Originally Posted By: pawel Wafel
teoretycznie lepiej wygląda Rafa ,ale zobaczymy jak będzie w praktyce ,myślę że Rafa wygra 2:1 ,ale najważniejsze żeby wygrał ogółem ,gdyby to była cegła byłbym niemal pewny że wygra
Gdyby to był mecz na cegle, to kurs na Nadala wynosiłby 1.10 i można by było zastanawiać się ile gemów ugra Murray.
Jeśli typujesz zwycięzcę patrząc tylko na statystyki, które podajesz w swoim poście to... krzyż na drogę. Dla mnie to są nic nie warte statystyki.
A co do formy Nadala. We wczorajszym meczu Rafa pokazał bardzo dobry tenis. Ale mnie akurat bardziej zachwycił Davydenko, gdyż bardzo dawno nie widziałem go w takiej formie. Regularny i dokładny, pewny przy swoich uderzeniach. Na Nadala to było za mało, ale wróżę mu karierę w tegorocznym AO W ogóle ten mecz półfinałowy był bardzo ciekawym pojedynkiem i wcale nie był tak jednostronnym, jak wskazywałby na to wynik.

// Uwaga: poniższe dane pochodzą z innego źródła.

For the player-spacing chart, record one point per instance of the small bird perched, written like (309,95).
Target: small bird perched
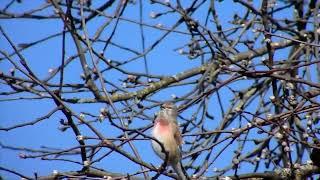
(166,131)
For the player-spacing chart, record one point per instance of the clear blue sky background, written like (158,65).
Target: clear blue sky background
(162,60)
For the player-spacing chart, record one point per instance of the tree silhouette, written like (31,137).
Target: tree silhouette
(245,75)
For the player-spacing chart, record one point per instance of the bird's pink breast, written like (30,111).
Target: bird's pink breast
(162,126)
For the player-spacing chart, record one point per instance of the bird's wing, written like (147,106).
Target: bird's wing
(177,134)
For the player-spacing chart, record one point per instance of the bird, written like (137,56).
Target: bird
(166,131)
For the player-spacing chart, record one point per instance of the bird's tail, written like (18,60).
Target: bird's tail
(181,172)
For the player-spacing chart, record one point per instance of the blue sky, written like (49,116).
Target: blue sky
(163,60)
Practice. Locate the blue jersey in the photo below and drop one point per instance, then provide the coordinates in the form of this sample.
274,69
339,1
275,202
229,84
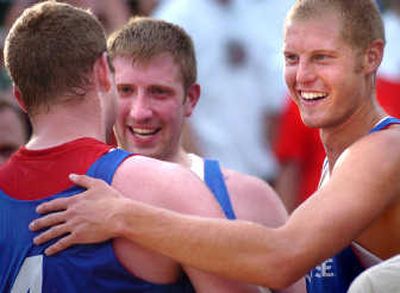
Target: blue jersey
336,274
82,268
214,179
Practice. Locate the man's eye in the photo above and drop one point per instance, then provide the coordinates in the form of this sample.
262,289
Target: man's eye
291,58
321,57
124,90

Prawdę mówiąc jak tylko zobaczyłem ten mecz w ofercie od razu wpadł mi w oko. Marat Safin to gracz tyleż utalentowany co niobliczalny. Tak po prawdzie nigdy nie wiadomo czego można się po nim spodziewac. Średni poprzedni sezon z dwoma tylko bardzo udanymi turniejami w postaci półfinału w Wimbledonie i finału w Moskwie. Ostatnie dwa turnieje zeszłoroczne to jednak dramat w postaci porażek z Golubevem i Monaco. Od pewnego czasu coraz częściej wspomina w wywiadach, że myśli nad zakończeniem kariery. Brakuje mu motywacji, zdrowie już nie to co dawniej. Na pewno jednak będziemy i w tym sezonie w pojedynczych meczach (oby też w turniejach w całych turniejach) oglądac przebłyski jego tenisowego geniuszu gdy gra jak natchniony, a nie walczy ze sobą i nie łamie kolejnych rakiet. Początek sezonu przynosi mu jednak rywala niewygodnego. Simone Bolelli coraz odważniej puka do bram szerokiej tenisowej czołówki ATP. Coraz częściej zdarza mu się wygrywac z wyżej notowanymi rywalami. W zeszłym roku pokonał min. Cilica, Kohlschreibera, Mathieu, Simona, Kiefera, Baghdatisa, Del Potro, Gonzaleza czy Berdycha. Lista doprawdy imponująca. Włoch ma bardzo ładnie ułożony jednoręczny beckhand, nieźle radzi sobie też z forhandu i na pewno ma więcej cierpliwości w grze od Marata. Grali ze sobą raz na ziemii w 2007 roku w Barcelonie i wygrał Simone 6-4 7-6(5). W związku z tym, że mamy początek sezonu i forma wielu graczy stanowi niewiadomą należy chyba raczej szukac dogów w takich spotkaniach jak to. Nieobliczalny Marat kontra solidny Simone. Kto wygra? Ja skusiłem się na Włocha po kursie 2.25 choc w wielu bukach już spadł do poziomu 2.10 a można było złapac po 2.40 jeszcze niedawno.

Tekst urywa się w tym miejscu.